We will use 3 python libraries for this part of the model: Pandas, Pickle & SciPy
import pandas as pd
import pickle
from scipy.stats import poisson
df = pickle.load(open("dict_table","rb"))
df2 = pd.read_csv("clean_american_cup_historical_data.csv")
df3 = pd.read_csv("clean_american_cup_fixture.csv")
df_home = df2[['HomeTeam', 'HomeGoals', 'AwayGoals']]
df_away = df2[['AwayTeam', 'HomeGoals', 'AwayGoals']]
df_home = df_home.rename(columns={'HomeTeam':'Team', 'HomeGoals': 'GoalsScored', 'AwayGoals': 'GoalsConceded'})
df_away = df_away.rename(columns={'AwayTeam':'Team', 'HomeGoals': 'GoalsConceded', 'AwayGoals': 'GoalsScored'})
df_team_strength = pd.concat([df_home, df_away], ignore_index=True).groupby(['Team']).mean()
df_team_strength
Team | GoalsScored | GoalsConceded |
---|---|---|
Argentina | 2.322917 | 0.875000 |
Bolivia | 0.930435 | 2.417391 |
Brasil | 2.243094 | 1.033149 |
Catar | 0.666667 | 1.666667 |
Chile | 1.580110 | 1.662983 |
Colombia | 1.171875 | 1.562500 |
Costa Rica | 1.000000 | 1.823529 |
Cuba | 0.000000 | 4.000000 |
Ecuador | 1.055556 | 2.587302 |
Estados Unidos | 1.000000 | 1.611111 |
Haití | 0.500000 | 3.000000 |
Honduras | 1.166667 | 0.833333 |
Jamaica | 0.000000 | 1.500000 |
Japón | 1.000000 | 2.500000 |
México | 1.375000 | 1.291667 |
Panamá | 2.000000 | 2.500000 |
Paraguay | 1.493976 | 1.698795 |
Perú | 1.419355 | 1.574194 |
Trinidad y Tobago | 0.000000 | 1.000000 |
Uruguay | 1.948980 | 1.056122 |
Venezuela | 0.742857 | 2.571429 |
We then create our point prediction function.
#Function predict_points
def predict_points(home, away):
if home in df_team_strength.index and away in df_team_strength.index:
# goals_scored * goals_conceded
lamb_home = df_team_strength.at[home,'GoalsScored'] * df_team_strength.at[away,'GoalsConceded']
lamb_away = df_team_strength.at[away,'GoalsScored'] * df_team_strength.at[home,'GoalsConceded']
prob_home, prob_away, prob_draw = 0, 0, 0
for x in range(0,11): #number of goals home team
for y in range(0, 11): #number of goals away team
p = poisson.pmf(x, lamb_home) * poisson.pmf(y, lamb_away)
if x == y:
prob_draw += p
elif x > y:
prob_home += p
else:
prob_away += p
points_home = 3 * prob_home + prob_draw
points_away = 3 * prob_away + prob_draw
return (points_home, points_away)
else:
return (0, 0)
4. Results
Once our model has been run for the first phase of the 4 groups, where only the first two in each group advance to the next round, we obtain the following.
Group Stage
Knockout Stage
For this section we define a function to obtain the winners of each phase of the knockout
def get_winner(df_fixture_updated):
for index, row in df_fixture_updated.iterrows():
home, away = row['home'], row['away']
points_home, points_away = predict_points(home, away)
if points_home > points_away:
winner = home
else:
winner = away
df_fixture_updated.loc[index, 'winner'] = winner
return df_fixture_updated
and then we get the results
5. Conclusions
This model, when all 4 conditions are met, is extremely effective.
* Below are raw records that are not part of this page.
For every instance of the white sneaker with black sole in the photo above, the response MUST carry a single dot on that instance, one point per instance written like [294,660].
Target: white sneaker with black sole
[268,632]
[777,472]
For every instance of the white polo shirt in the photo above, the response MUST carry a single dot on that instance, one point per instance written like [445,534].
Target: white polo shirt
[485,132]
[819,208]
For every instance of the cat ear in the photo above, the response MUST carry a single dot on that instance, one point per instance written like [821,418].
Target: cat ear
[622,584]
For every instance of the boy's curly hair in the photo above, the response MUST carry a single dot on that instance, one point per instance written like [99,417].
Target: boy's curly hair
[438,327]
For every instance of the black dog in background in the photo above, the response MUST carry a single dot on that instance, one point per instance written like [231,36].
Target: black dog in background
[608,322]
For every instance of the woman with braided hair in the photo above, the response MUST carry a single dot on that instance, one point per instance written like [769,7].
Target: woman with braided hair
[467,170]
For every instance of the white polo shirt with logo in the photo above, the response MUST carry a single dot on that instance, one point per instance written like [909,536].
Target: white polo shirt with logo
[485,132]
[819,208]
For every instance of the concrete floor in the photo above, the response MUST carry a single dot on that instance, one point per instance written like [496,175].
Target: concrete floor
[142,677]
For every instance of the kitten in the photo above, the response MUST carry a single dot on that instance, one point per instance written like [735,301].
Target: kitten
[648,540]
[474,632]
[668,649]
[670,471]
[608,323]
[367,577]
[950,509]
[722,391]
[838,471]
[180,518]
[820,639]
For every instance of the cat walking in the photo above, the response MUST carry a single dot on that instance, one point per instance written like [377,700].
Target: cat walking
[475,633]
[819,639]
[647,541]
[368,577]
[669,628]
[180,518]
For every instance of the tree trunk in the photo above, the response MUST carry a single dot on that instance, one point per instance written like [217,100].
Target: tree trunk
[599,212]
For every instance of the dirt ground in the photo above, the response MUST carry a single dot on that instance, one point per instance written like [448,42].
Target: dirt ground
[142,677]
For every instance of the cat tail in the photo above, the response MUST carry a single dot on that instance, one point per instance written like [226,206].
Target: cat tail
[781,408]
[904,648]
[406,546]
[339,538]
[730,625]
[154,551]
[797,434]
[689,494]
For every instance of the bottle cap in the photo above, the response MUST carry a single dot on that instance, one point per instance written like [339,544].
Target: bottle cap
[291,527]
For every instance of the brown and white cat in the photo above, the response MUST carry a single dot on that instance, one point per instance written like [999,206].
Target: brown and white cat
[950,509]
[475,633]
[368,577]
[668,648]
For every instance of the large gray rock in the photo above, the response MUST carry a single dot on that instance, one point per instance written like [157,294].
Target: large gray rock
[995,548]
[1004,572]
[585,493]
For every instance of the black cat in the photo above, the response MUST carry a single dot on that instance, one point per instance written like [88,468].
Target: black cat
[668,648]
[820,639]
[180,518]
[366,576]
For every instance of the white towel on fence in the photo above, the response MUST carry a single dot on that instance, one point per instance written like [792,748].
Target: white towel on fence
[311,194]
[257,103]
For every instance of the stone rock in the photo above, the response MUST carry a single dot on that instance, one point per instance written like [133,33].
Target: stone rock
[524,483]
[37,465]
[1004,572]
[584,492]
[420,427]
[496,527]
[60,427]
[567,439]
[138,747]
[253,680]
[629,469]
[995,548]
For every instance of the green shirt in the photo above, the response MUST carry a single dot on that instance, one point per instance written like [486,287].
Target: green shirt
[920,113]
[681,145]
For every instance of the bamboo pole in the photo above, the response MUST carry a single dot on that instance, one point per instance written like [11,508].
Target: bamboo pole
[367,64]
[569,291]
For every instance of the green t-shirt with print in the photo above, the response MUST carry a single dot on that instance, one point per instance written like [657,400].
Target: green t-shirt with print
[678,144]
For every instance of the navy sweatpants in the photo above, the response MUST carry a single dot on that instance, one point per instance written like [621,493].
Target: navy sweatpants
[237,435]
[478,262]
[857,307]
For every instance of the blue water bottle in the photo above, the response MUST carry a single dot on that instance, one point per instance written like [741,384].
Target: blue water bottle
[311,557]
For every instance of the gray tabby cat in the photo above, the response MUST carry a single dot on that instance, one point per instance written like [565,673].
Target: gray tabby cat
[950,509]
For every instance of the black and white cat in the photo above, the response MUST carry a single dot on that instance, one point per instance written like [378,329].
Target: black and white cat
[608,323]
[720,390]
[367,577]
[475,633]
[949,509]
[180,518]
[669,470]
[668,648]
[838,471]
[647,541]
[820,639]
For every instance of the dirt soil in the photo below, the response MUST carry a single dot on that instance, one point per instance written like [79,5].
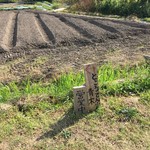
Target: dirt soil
[42,43]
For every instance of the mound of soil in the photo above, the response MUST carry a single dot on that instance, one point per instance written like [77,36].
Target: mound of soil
[66,40]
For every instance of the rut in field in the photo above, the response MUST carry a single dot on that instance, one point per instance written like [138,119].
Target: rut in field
[27,30]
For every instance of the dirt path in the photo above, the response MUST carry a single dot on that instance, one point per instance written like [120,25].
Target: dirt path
[66,41]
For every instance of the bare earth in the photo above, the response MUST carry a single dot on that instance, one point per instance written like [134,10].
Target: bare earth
[63,41]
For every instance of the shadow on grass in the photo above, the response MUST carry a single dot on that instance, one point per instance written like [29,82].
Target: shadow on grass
[67,120]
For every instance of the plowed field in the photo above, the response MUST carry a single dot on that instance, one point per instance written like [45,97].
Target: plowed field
[67,40]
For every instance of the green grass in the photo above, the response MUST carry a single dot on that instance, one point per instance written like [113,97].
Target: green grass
[112,81]
[43,111]
[147,19]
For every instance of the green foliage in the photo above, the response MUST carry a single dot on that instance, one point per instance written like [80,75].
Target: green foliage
[145,97]
[141,8]
[112,80]
[126,114]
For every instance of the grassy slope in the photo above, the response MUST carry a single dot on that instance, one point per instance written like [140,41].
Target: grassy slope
[37,115]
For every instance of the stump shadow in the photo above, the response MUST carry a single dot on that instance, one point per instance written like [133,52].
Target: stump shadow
[67,120]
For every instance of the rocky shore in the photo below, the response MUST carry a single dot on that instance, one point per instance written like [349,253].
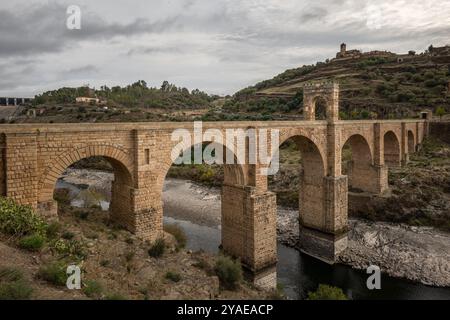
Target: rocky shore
[420,254]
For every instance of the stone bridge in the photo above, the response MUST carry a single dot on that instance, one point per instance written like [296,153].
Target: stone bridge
[34,156]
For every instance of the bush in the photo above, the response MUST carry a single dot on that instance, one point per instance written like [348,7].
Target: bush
[68,235]
[228,271]
[173,276]
[93,289]
[18,290]
[325,292]
[33,242]
[53,230]
[54,273]
[13,286]
[157,249]
[69,248]
[178,233]
[19,220]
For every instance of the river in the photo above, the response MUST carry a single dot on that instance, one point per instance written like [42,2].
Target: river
[297,273]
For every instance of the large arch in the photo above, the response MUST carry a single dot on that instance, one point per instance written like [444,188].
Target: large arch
[411,142]
[311,189]
[391,149]
[121,202]
[320,106]
[233,203]
[359,168]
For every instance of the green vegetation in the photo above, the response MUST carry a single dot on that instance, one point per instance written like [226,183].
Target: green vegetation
[325,292]
[13,285]
[178,233]
[33,242]
[54,273]
[136,95]
[173,276]
[229,272]
[157,249]
[18,220]
[440,112]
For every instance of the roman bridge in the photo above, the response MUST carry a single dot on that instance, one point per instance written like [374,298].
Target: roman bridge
[34,156]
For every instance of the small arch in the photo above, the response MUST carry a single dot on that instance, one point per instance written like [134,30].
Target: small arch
[357,164]
[118,159]
[411,142]
[391,149]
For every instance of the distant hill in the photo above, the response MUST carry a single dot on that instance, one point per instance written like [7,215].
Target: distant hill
[376,84]
[135,102]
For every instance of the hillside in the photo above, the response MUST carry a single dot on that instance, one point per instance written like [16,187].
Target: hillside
[376,84]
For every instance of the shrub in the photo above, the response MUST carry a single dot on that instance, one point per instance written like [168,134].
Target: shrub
[53,230]
[68,235]
[173,276]
[69,248]
[17,290]
[34,242]
[54,273]
[93,289]
[19,220]
[228,271]
[157,249]
[325,292]
[178,233]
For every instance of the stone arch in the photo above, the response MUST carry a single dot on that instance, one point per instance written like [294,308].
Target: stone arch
[121,163]
[329,92]
[311,190]
[234,174]
[360,167]
[320,105]
[411,142]
[391,149]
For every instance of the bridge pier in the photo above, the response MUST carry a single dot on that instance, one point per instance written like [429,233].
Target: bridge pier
[249,231]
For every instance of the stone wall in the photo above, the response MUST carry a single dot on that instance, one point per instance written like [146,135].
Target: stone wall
[33,157]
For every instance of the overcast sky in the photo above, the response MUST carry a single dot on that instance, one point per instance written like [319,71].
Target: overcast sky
[219,46]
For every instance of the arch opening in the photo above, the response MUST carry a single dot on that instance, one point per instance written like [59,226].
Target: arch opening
[193,201]
[391,149]
[94,184]
[299,182]
[357,164]
[411,142]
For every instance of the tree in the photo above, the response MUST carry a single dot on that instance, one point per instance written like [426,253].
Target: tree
[440,111]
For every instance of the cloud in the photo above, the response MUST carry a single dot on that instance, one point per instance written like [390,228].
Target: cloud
[218,46]
[41,28]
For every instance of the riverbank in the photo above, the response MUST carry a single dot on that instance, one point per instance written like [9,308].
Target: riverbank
[420,254]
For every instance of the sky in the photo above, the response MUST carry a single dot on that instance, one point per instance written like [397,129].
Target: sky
[218,46]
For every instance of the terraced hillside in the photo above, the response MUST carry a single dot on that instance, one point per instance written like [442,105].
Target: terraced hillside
[384,85]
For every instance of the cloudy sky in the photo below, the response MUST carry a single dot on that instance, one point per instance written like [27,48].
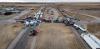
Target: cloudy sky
[49,0]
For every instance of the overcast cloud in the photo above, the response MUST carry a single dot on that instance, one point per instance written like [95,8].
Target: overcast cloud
[49,0]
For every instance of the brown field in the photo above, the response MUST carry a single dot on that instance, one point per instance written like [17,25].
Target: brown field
[7,33]
[57,36]
[53,36]
[79,9]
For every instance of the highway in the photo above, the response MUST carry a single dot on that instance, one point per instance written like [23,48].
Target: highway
[51,35]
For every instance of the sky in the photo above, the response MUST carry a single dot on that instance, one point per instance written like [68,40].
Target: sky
[49,0]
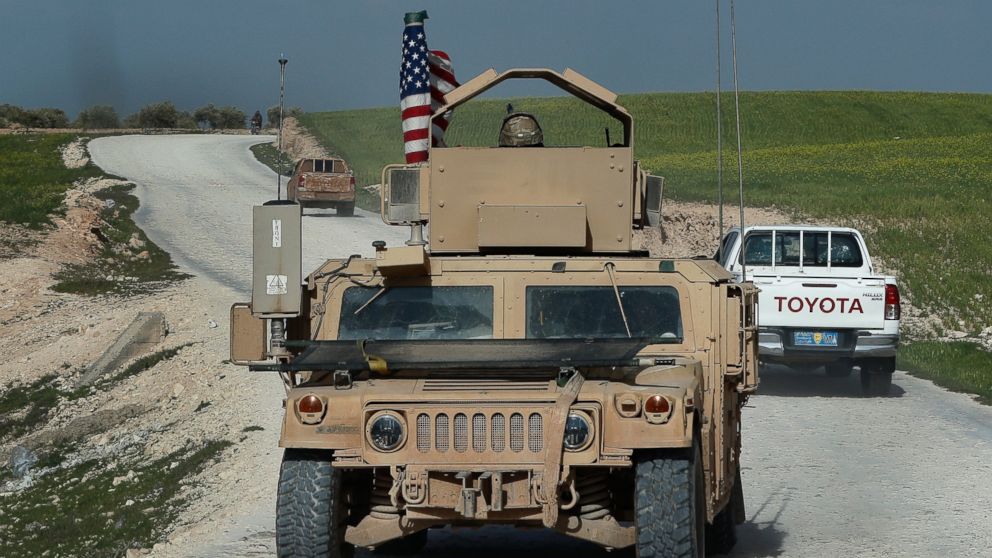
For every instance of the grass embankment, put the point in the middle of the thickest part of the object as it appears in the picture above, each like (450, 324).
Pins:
(128, 263)
(79, 511)
(915, 169)
(33, 182)
(33, 178)
(75, 507)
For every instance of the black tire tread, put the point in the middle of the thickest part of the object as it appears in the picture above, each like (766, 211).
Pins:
(308, 505)
(665, 505)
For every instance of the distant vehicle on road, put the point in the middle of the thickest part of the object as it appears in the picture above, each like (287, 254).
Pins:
(821, 301)
(323, 183)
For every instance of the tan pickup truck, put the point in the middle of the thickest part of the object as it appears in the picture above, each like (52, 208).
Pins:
(323, 183)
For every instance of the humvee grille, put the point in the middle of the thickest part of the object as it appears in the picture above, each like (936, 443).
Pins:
(499, 432)
(423, 432)
(535, 438)
(442, 436)
(461, 432)
(479, 432)
(517, 432)
(488, 432)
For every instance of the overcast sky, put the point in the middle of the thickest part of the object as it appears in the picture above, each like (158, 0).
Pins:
(73, 53)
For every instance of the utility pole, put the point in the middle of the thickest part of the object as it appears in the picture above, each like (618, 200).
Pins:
(282, 94)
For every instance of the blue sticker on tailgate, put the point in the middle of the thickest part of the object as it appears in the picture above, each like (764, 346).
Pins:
(815, 338)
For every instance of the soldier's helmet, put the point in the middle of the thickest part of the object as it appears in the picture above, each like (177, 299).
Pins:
(520, 130)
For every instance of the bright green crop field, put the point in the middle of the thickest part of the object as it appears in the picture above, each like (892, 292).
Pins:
(913, 170)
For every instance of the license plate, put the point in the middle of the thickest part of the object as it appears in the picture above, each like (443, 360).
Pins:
(815, 338)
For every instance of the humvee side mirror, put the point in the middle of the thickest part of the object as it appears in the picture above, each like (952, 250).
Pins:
(401, 186)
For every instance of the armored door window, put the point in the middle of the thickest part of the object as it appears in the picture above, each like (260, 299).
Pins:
(417, 313)
(594, 312)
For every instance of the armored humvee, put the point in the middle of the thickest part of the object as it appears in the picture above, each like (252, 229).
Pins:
(531, 365)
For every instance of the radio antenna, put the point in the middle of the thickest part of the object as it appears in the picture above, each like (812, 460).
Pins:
(737, 113)
(719, 140)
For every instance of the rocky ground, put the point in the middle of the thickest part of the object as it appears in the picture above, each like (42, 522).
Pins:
(195, 396)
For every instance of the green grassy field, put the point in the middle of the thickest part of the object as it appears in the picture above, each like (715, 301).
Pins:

As we will see in future posts, it is used in different fields of science, administration, finance, biology, physics, etc. Being a probability distribution model, a complementary analysis of variables of interest to the teams (analyzing the team’s moment, physical condition, injuries and illnesses, home field, etc.) would help complement our analysis, which we can verify in future entries.